PopulationBasics-1

Population Ecology Basics

• Populations exhibit basic principles governing growth, maintenance, and decline.

• Organisms continually interact with each other and their environment.

• Interactions occur at various organizational levels, influenced by selection pressures impacting population structure, genetic makeup, and ecosystem structure.

• Human populations also follow these ecological principles.

Changes in Organism Populations Over Time

• Species must adapt to survive environmental changes, or they face extinction.

• All populations possess genetic variability across traits such as size and speed.

• Humans exploit genetic variability through selective breeding (e.g., creating different breeds of animals).

• Example of selective breeding: Breeding large horses to produce offspring that are progressively larger.

• This process is known as Artificial Selection, which is faster as only the best traits are selected.

• Natural Selection operates similarly but more slowly, allowing for intermediates to survive.

• Fast rabbits, for instance, better evade predators and thus reproduce more, gradually shifting the population's traits over generations.

• Changes in gene frequency through selection are termed Evolution.

Mechanisms of Evolution

• Natural Selection alters gene frequencies but is not the only mechanism. Others include:

• Migration: Movement of individuals in and out of populations.

• Mutation: Changes in genetic code.

• Genetic Drift: Random changes in gene frequencies, often affecting small populations.

• Evolution requires time for the effects of selective pressures to manifest.

• Selective Pressures: Factors that influence survival and reproduction, categorized into four basic types:

• Finding shelter

• Finding food

• Avoiding predation

• Reproducing

• Evolutionary changes generally involve modifying existing structures or behaviors rather than creating new ones.

• For example, sharks have remained relatively unchanged due to the ocean's stability for hundreds of millions of years.

• Higher habitat diversity often leads to increased species diversity.

Population Dynamics

• Individual populations play dynamic roles in ecosystems.

• Growth rates vary widely among species, and limitations on growth maintain ecological balance.

• Example of exponential growth: A single female housefly can lead to over six trillion flies in a year without limits.

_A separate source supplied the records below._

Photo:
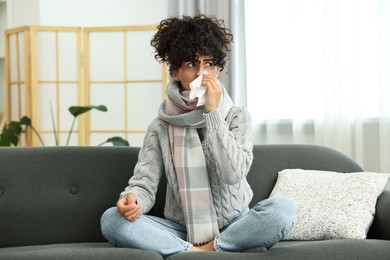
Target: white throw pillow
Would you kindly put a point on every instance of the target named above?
(330, 205)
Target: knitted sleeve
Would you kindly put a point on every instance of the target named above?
(230, 143)
(147, 172)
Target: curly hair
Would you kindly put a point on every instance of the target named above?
(182, 40)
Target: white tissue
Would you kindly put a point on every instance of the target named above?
(198, 91)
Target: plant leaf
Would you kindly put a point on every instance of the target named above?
(11, 134)
(25, 121)
(117, 141)
(78, 110)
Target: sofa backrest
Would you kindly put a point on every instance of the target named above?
(57, 194)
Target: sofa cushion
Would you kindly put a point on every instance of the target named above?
(337, 249)
(94, 251)
(330, 204)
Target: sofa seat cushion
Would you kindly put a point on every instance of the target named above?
(338, 249)
(94, 251)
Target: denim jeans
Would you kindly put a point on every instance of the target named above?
(263, 225)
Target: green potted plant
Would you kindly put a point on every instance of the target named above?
(11, 132)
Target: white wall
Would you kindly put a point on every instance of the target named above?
(86, 13)
(89, 13)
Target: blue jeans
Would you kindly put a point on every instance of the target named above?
(263, 225)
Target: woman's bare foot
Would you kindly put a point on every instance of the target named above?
(207, 247)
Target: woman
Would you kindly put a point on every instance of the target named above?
(205, 152)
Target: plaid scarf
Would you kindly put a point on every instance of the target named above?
(189, 161)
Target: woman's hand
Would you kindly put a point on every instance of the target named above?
(128, 207)
(213, 94)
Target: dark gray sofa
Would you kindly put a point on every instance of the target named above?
(51, 200)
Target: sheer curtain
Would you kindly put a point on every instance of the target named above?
(318, 72)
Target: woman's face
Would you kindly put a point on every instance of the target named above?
(190, 71)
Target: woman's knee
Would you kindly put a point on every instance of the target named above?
(281, 208)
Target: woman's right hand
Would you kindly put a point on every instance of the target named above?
(128, 207)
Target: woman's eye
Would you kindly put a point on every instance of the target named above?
(191, 65)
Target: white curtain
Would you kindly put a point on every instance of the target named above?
(318, 72)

Mortality Factors Influencing Populations

• Factors limiting population growth are classified as Density-dependent or Density-independent:

• Density-independent: These affect population regardless of density; examples include weather and natural disasters.

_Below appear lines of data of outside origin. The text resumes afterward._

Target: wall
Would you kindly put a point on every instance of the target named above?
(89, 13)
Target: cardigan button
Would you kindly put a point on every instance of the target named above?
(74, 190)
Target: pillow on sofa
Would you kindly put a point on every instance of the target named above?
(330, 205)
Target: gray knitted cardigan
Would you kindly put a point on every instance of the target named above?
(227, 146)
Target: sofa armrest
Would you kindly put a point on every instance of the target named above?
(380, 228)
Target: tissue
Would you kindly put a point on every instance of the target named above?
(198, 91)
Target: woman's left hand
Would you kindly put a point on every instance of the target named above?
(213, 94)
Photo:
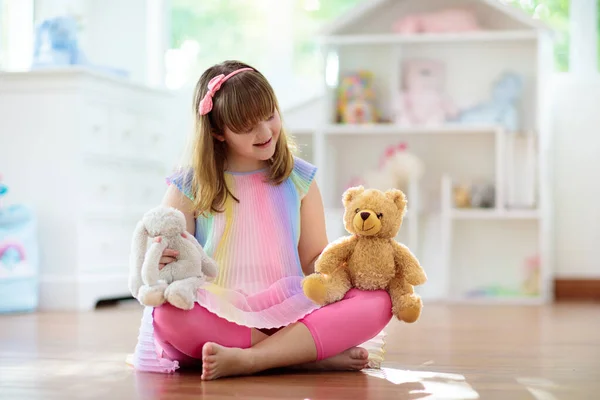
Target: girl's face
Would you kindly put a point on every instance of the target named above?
(254, 146)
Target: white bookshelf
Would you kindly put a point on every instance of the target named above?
(464, 251)
(366, 39)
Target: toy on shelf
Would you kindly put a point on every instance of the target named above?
(483, 195)
(476, 195)
(531, 285)
(443, 21)
(178, 281)
(423, 100)
(462, 196)
(356, 99)
(397, 167)
(18, 258)
(57, 45)
(3, 191)
(369, 258)
(502, 108)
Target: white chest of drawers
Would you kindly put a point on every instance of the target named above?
(89, 153)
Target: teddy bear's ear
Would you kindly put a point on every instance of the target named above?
(398, 197)
(351, 193)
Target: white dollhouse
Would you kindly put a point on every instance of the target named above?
(488, 61)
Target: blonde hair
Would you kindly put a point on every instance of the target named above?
(241, 102)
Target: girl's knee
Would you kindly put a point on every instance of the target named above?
(375, 306)
(166, 315)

• Density-dependent: These factors kill based on population density; for example, diseases spread more easily in denser populations.

• Key density-dependent factors:

  • Competition

  • Predation

  • Disease

  • Parasitism

Competition

• Competition for resources can be classified as direct or indirect:

• Direct Competition: Direct contact, such as fighting for mates or nest sites.

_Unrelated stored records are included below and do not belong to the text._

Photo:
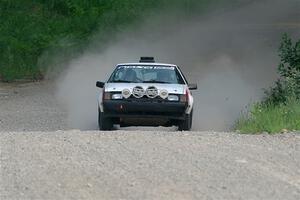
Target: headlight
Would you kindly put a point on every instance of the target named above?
(106, 96)
(117, 96)
(173, 98)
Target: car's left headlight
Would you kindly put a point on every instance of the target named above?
(173, 98)
(117, 96)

• Indirect Competition: Occurs without direct contact, e.g., depleted resources prevent others from having access.

• Interspecific competition: Between different species.

• Intraspecific competition: Within the same species.

• Competitive Exclusion Principle: No two species with identical needs can coexist indefinitely.

• Species coexistence requires resource partitioning: Share food, space, or active time to reduce competition.

Predation

• Predation facilitates energy flow through ecosystems and keeps prey healthy by eliminating the sick and less fit individuals.

• It regulates populations, allowing multiple species to coexist by controlling dominant grazers.

• If top predators are removed, herbivore populations can explode, degrading plant populations and overall productivity.

• Example: High deer populations leading to habitat degradation in Butler County.

• Disruption in productivity leads to declines in top predator populations due to reduced energy availability up the trophic pyramid.